V is for Vitae
Which means ‘Life’. So this is my C.V.
How do you write curriculum vitae when you’ve been self-employed since you were nineteen? I shall attempt a potted history instead.
Education: Private school for girls where I spent most of my time writing, ‘I must not talk after the silence bell’ very quickly and very often. I also spent quite a lot of time in detention for either talking after the silence bell or making people laugh. I now earn a meagre living talking and making people laugh.
Further Education: I had to support myself from seventeen years old as my parents left home! (No, honestly). Completed a two-year secretarial course in one year, graduating with R.S.A Stage 3 in Shorthand (150 wpm) and Typing (90 wpm).
Work Experience: Aha. This is ridiculously varied due to my low boredom threshold. I did have a proper job for two years as a Private Secretary but I really didn’t like it. Having been brought up with horses and dogs, I managed to gain a British Horse Society Assistant Instructor qualification and I also possess a Diploma in Horse Psychology. I had a business training young or unruly horses, and I also had a riding school. When the bottom fell out of the horse market in the 70s, I retrained as a Canine Beautician in London. I had a very successful dog grooming (and dog products) business for 13 years.
Then the baby came along.
I realise at this point that I forgot to mention music! I was classically trained and have Grade 8 piano and Grade 8 theory. BUT I love blues/jazz/folk rock, etc., and song writing. I have been a performer (part time and full time) for (at the time of writing) nearly 40 years.
BBC: I was actually discovered by my local radio station in 1989 and invited to become a specialist music producer/presenter. There followed 18 years as a freelance (I turned down the offer of a BBC staff contract) producer and presenter of news, magazine, arts, and ‘alternative’ programmes. In addition, 300 applicants applied to present a short series of early morning Radio 2 shows. Peartree Productions asked me to be their presenter and we were successful in our bid. The 4-6am show was a great success. I have also had features on Radio 4, and Radio 5 (as it was then).

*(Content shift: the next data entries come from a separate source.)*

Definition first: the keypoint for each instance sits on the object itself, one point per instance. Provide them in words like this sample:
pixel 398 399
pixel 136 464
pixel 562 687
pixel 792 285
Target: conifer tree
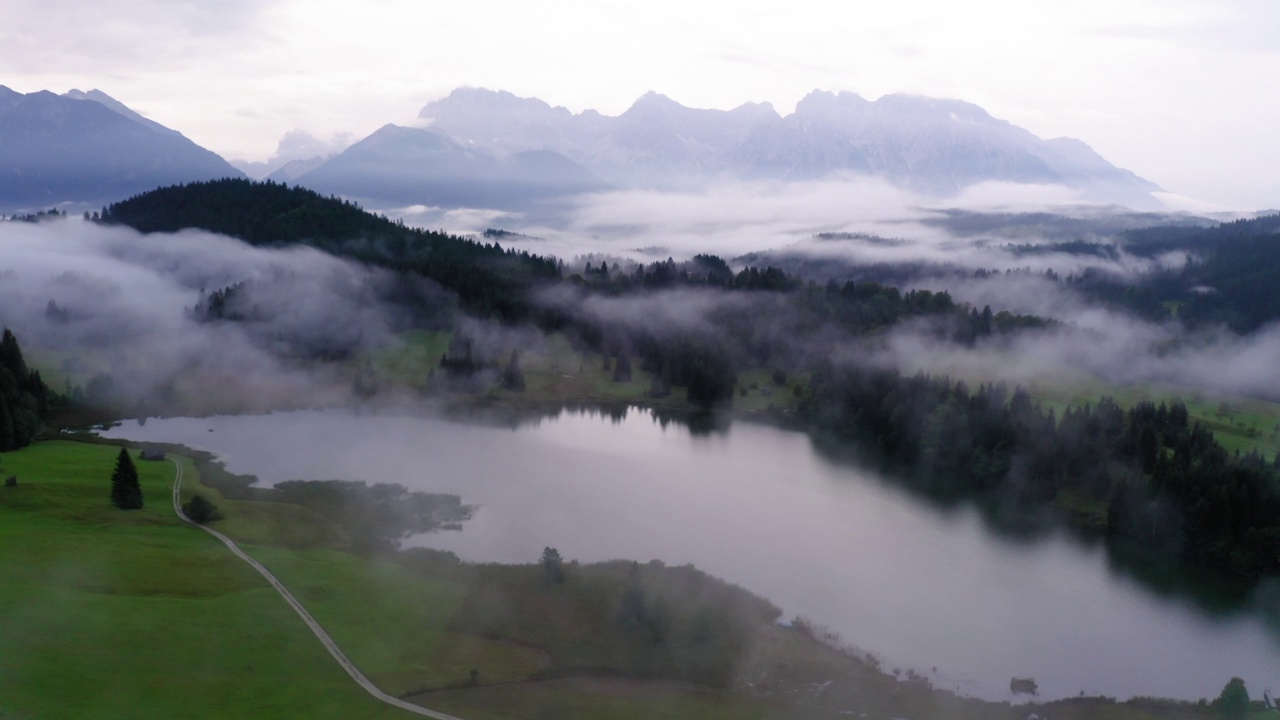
pixel 126 491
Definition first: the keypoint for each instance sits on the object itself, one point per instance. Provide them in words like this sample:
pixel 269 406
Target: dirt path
pixel 328 642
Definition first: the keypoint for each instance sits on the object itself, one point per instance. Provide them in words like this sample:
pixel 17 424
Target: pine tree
pixel 126 491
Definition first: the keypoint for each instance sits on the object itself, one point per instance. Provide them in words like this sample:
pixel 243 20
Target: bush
pixel 1233 703
pixel 201 510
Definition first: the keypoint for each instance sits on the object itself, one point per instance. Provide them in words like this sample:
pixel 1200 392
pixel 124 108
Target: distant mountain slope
pixel 488 279
pixel 87 147
pixel 931 145
pixel 416 167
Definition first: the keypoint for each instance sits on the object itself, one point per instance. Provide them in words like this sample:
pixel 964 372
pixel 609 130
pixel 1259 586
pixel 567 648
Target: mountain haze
pixel 929 145
pixel 87 147
pixel 417 167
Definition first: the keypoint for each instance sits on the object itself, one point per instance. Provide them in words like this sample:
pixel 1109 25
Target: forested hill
pixel 490 281
pixel 23 396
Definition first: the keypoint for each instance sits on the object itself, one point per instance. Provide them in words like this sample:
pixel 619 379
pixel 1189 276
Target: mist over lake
pixel 919 586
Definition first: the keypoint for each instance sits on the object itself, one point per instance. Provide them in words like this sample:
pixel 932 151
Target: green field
pixel 132 614
pixel 1237 422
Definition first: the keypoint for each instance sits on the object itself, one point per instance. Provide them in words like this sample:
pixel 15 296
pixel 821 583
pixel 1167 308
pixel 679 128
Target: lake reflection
pixel 922 587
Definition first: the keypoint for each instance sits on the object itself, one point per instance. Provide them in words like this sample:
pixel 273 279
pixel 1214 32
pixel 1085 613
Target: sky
pixel 1184 92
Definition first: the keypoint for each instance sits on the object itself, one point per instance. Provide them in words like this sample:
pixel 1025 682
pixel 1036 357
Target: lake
pixel 920 586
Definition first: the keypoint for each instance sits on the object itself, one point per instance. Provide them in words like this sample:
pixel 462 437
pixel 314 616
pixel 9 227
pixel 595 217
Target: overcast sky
pixel 1184 92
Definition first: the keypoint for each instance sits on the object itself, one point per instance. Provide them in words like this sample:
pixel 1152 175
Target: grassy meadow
pixel 106 613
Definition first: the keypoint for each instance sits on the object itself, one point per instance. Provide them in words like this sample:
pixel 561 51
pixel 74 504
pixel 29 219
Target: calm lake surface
pixel 922 587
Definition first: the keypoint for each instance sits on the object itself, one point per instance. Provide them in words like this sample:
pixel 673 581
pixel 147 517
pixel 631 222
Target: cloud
pixel 127 300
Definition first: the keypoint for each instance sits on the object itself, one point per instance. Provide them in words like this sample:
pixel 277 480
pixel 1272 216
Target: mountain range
pixel 924 144
pixel 88 149
pixel 492 149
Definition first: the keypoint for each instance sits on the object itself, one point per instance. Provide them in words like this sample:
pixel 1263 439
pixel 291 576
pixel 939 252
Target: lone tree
pixel 126 491
pixel 201 510
pixel 1234 701
pixel 553 565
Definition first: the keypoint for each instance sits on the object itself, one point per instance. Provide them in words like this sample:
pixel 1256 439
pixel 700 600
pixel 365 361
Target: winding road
pixel 328 642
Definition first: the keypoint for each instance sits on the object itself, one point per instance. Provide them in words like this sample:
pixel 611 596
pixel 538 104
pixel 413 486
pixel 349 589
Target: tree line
pixel 24 399
pixel 1165 483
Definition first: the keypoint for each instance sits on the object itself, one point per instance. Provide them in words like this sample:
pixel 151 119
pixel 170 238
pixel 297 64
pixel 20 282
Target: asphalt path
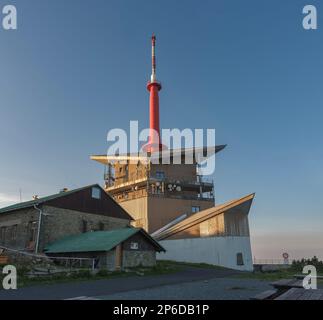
pixel 107 287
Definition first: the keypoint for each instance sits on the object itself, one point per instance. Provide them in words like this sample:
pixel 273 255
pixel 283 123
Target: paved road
pixel 212 289
pixel 112 286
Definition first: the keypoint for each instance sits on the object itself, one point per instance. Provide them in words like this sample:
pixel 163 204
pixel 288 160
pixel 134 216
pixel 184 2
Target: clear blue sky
pixel 75 69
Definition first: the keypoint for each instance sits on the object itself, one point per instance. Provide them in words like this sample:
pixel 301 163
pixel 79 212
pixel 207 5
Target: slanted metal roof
pixel 31 203
pixel 195 153
pixel 97 241
pixel 243 204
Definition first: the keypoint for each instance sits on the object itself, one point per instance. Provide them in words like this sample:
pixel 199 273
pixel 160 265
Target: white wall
pixel 221 251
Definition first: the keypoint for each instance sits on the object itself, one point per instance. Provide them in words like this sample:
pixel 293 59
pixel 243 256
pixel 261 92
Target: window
pixel 195 209
pixel 3 233
pixel 14 232
pixel 101 226
pixel 32 231
pixel 240 259
pixel 134 246
pixel 96 193
pixel 160 174
pixel 84 226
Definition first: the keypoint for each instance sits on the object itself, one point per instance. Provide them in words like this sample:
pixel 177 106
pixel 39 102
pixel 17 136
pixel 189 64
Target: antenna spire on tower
pixel 153 58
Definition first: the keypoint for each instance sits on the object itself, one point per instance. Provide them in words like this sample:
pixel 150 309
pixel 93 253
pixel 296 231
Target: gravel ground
pixel 212 289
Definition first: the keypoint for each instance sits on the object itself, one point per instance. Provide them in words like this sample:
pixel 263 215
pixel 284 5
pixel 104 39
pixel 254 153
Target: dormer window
pixel 96 193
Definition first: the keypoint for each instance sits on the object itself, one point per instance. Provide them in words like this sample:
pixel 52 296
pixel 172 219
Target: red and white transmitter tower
pixel 154 143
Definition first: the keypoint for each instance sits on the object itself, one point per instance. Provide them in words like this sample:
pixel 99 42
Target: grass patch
pixel 272 275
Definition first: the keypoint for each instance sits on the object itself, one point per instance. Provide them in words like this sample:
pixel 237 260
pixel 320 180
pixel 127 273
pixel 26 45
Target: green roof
pixel 28 204
pixel 97 241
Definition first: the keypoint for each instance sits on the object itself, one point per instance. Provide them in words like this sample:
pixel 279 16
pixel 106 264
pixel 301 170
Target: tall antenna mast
pixel 153 59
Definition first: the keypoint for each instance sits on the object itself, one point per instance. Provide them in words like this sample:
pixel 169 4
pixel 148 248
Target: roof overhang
pixel 175 156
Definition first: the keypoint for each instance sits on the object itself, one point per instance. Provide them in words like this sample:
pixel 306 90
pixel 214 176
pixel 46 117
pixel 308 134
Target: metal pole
pixel 39 225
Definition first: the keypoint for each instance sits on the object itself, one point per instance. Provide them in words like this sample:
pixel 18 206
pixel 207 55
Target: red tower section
pixel 154 144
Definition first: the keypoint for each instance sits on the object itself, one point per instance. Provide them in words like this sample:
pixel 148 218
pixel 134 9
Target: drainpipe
pixel 39 225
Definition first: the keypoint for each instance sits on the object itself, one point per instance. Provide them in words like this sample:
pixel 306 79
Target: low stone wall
pixel 138 258
pixel 22 260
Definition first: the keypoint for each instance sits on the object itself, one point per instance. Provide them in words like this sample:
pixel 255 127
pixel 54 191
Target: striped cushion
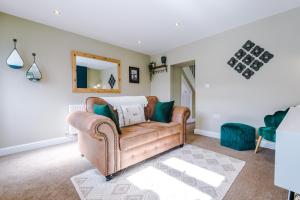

WRITING: I love it. As a full-time musician and entertainer, I have time to tap away at the computer during the day. I love people and I love words.
V is for Vera
I use the term ‘legend in their own life-time’ sparingly. I use it with confidence here. Having spent 18 years working for the BBC, I have interviewed some icons and legends. If I was asked for only one that stood out, I would immediately say Vera Lynn. In the early 90s, I was a weekend radio-car reporter and I’d been sent to cover the celebrity appearance of Vera (before she became Dame Vera) who was opening a garden centre on our patch. You had to book your interview slot in advance. Mine was 11.55am! The only place I could get a decent signal was on a small hill overlooking the grounds. From my vantage point, I could plot her progress. She was surrounded by her publicity team/producers/photographers, etc. As I saw her approaching my hillock, I became increasingly nervous. I was thinking ‘Oh my gosh – I’m about to interview flipping Vera Lynn’. I had to do a report into a programme that was going out ‘live’ back at base which made my heart beat even faster. When she was within a few feet of me, I screamed down the off air ‘talkback’ to the presenter at the station to say that I was ready for the interview! Her opening words were ‘Oh my dear. I’m so sorry. I’m two minutes late’. I said ‘You’re Vera Lynn. You can be as late as you like’. Sounds an odd thing to say, but I was struck by her beautiful skin.
Interview was wonderful – and then she was off with her entourage to the next interview. The presenter back at base appeared in my headphones and said ‘Good one, Nonny. Well done’. I think that’s what he said. I was on another planet! What a wonderful woman. What a star. What a total professional – apologising to a nobody that she was two minutes late for her interview.